As Carter lay dying, his roommate was making arrangements to buy marijuana, apparently with some of the stolen bank money, court documents allege.

Carter died from a self-inflicted bullet wound four hours after holding up the First Interstate branch at 2910 E. 30th where Maze worked.

Maze, interviewed Thursday night in the Spokane County Jail, denied any involvement in the robbery.

“John did this on his own,” he said. “Just because I was a friend doesn’t mean I’d do something like this.”

Carter shot himself after police stopped his pickup at 11th and Ivory minutes after the 2:10 p.m. robbery.

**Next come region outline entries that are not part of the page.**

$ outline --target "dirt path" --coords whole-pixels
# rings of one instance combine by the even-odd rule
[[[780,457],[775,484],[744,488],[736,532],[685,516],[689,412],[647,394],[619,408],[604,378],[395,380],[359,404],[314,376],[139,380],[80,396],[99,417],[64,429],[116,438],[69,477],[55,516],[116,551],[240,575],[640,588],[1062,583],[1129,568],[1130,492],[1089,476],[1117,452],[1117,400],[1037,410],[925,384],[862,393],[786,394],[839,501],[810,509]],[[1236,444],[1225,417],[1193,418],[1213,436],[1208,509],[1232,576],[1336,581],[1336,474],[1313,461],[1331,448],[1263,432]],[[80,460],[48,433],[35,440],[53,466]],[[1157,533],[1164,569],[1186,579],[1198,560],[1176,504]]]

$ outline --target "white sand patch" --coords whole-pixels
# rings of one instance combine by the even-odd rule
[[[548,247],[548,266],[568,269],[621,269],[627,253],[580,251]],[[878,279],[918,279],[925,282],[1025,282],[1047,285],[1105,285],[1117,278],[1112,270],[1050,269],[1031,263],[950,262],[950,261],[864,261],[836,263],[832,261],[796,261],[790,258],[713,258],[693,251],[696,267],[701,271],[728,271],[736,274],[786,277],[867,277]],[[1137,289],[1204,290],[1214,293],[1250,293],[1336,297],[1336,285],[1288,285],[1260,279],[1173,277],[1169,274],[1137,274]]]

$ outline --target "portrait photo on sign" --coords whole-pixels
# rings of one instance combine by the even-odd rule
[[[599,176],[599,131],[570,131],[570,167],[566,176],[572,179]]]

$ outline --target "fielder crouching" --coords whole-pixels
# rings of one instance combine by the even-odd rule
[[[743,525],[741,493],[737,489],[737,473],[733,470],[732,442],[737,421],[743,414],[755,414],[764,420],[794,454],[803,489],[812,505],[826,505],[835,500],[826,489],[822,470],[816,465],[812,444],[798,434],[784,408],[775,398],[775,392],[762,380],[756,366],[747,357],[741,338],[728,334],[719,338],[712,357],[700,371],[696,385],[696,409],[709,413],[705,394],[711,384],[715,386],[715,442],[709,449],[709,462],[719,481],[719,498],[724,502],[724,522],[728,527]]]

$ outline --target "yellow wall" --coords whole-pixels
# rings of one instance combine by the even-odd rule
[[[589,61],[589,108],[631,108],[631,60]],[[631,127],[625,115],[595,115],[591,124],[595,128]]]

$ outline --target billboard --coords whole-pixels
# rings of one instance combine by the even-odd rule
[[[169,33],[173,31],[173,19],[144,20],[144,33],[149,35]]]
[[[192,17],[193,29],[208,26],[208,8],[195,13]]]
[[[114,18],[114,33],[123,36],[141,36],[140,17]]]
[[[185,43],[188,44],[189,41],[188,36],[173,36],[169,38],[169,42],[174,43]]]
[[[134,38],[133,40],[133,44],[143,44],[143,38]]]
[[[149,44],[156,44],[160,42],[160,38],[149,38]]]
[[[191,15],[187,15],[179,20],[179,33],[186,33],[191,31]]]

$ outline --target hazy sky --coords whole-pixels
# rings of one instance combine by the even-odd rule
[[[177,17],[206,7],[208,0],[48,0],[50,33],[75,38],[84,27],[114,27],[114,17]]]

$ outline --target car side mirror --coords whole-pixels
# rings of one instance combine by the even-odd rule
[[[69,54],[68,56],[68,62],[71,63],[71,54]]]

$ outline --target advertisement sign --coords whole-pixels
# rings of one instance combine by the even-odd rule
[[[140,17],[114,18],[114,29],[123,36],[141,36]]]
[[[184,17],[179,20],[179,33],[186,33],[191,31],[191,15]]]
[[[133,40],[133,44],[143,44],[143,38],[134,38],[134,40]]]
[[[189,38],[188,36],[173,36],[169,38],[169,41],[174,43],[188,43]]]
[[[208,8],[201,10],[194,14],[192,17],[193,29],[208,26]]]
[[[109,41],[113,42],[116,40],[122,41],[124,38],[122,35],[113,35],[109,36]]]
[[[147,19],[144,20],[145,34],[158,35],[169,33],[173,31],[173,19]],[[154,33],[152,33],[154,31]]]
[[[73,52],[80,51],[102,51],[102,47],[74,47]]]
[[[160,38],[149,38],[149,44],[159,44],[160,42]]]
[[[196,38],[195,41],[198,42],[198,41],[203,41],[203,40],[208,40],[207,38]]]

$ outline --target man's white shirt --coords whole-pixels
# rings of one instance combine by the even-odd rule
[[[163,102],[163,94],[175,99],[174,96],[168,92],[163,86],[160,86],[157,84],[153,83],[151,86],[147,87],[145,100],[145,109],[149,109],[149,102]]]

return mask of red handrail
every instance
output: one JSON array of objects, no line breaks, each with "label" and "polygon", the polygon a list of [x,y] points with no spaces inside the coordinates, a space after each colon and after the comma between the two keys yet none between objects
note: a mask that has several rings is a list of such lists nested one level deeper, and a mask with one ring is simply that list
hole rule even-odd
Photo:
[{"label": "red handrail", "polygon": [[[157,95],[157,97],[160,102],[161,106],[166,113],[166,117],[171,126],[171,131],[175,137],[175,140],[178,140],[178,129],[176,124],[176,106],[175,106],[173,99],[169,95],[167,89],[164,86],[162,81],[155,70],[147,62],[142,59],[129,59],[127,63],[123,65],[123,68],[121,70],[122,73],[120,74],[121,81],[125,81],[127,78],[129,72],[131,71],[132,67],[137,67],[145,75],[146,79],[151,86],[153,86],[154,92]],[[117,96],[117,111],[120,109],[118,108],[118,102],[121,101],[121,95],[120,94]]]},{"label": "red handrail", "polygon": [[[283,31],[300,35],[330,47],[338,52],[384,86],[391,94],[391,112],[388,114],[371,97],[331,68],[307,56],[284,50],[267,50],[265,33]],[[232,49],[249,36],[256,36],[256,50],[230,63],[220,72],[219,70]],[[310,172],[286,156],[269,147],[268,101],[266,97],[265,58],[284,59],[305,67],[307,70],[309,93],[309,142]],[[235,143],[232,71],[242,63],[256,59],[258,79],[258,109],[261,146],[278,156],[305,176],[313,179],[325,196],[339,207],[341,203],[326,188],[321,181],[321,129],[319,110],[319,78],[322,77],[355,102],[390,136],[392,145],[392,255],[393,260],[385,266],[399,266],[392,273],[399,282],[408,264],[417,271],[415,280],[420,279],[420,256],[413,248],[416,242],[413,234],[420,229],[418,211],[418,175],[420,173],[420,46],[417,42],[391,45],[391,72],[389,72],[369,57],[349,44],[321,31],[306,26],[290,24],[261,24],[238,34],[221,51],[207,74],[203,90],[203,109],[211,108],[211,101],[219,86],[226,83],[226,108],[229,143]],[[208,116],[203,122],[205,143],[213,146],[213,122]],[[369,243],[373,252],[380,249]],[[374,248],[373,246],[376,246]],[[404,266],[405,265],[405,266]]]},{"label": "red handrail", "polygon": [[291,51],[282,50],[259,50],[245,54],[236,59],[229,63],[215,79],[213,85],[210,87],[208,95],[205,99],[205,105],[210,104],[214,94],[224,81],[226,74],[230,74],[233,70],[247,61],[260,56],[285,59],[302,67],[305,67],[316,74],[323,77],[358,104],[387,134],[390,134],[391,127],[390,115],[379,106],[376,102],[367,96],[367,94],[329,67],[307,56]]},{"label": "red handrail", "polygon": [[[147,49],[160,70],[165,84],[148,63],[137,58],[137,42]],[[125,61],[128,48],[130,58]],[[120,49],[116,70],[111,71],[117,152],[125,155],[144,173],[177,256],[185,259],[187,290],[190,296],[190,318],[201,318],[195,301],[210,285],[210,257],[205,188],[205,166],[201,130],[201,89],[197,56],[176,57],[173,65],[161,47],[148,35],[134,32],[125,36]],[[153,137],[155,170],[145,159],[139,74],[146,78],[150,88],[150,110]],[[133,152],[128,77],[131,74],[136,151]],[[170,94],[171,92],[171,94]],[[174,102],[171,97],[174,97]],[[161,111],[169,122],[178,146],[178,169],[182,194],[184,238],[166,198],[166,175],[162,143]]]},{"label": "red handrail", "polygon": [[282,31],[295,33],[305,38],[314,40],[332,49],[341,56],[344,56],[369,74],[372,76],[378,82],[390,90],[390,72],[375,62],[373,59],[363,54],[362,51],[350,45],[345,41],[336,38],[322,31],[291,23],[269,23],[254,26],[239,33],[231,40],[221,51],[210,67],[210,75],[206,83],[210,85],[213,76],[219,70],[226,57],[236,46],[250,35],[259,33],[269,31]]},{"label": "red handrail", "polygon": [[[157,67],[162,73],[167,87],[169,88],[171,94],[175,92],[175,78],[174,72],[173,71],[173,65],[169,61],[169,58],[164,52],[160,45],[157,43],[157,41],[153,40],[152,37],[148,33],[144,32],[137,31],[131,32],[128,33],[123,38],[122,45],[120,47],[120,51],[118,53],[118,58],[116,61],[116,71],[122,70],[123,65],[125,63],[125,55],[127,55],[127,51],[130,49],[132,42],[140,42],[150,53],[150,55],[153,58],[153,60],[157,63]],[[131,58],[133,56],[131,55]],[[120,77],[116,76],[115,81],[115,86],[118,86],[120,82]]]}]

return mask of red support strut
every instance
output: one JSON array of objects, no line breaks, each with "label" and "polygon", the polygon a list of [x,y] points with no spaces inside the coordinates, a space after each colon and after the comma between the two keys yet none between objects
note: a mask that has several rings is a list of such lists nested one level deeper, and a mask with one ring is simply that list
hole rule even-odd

A driver pointed a chrome-plated revolver through the drive-through window at Maze and reportedly said, “Just be quick about it and don’t be stupid.”

Court documents say $4,635 was taken.

But when police and FBI agents searched the suspect’s truck after he shot himself, they only found $2,635 taken in the robbery, court records say.

Agents didn’t immediately know what happened to the missing $2,000.

Investigators now believe Maze may have hidden the money in his clothing or a gym bag and taken it home after the holdup.

“They’re looking for two thousand dollars that doesn’t exist,” Maze said.

“I’d be the first to admit that my financial situation isn’t great, but it wasn’t worth robbing a bank over.”

The teller showed up late for work and missed a mandatory “loss prevention” class just hours before the holdup, court documents say.

Bank managers were in the process of firing Maze for tardiness and unexplained absences when FBI agents arrested him at his home.

Maze said he didn’t know his roommate was a suspect in the holdup until Wednesday night, when his girlfriend told him Carter shot himself.

Still wearing khaki slacks, an Izod polo shirt and dress shoes shortly after his arrest, Maze said he helped police by providing a description of the robber. He wouldn’t have done that, he said, if he knew it was his friend.

“He had on a hat and sunglasses, which he never had before,” Maze said. “His truck had a canopy, which it didn’t before.”

Maze said he started working at the bank three months ago. Over beers, he, Carter and other friends bantered a few times about robbing the bank.

“To my knowledge, it was just jokes,” Maze said.

Maze gave First Interstate officials the wrong spelling of his first name and a false birthdate making him one year older when he was hired, Johnson said.

Because of that false information, bank officials weren’t able to learn from public records that Maze had arrests for possessing drugs, but no convictions.

On Thursday, a 22-year-old friend of Maze’s and Carter’s contacted the FBI and told agents he heard the pair discussing a bank robbery on Monday.

“Carter was to threaten Maze with a weapon, and Maze would pass a large sum of cash to Carter,” court documents say.

The young man thought his two friends were “just blowing smoke” until he learned about the robbery in a news report Thursday.

The man told FBI agents that Maze was in debt and dating Carter’s former girlfriend.

On Wednesday evening, before the informer learned about the robbery, he talked with Maze on the telephone. Maze asked his friend where he could buy marijuana, which the friend thought was odd because he believed Maze was broke.

In Thursday’s jail interview, Maze admitted buying the marijuana, but he said he did so to cope with his roommate’s death.

“When I found out about John’s death, it was hard,” Maze said.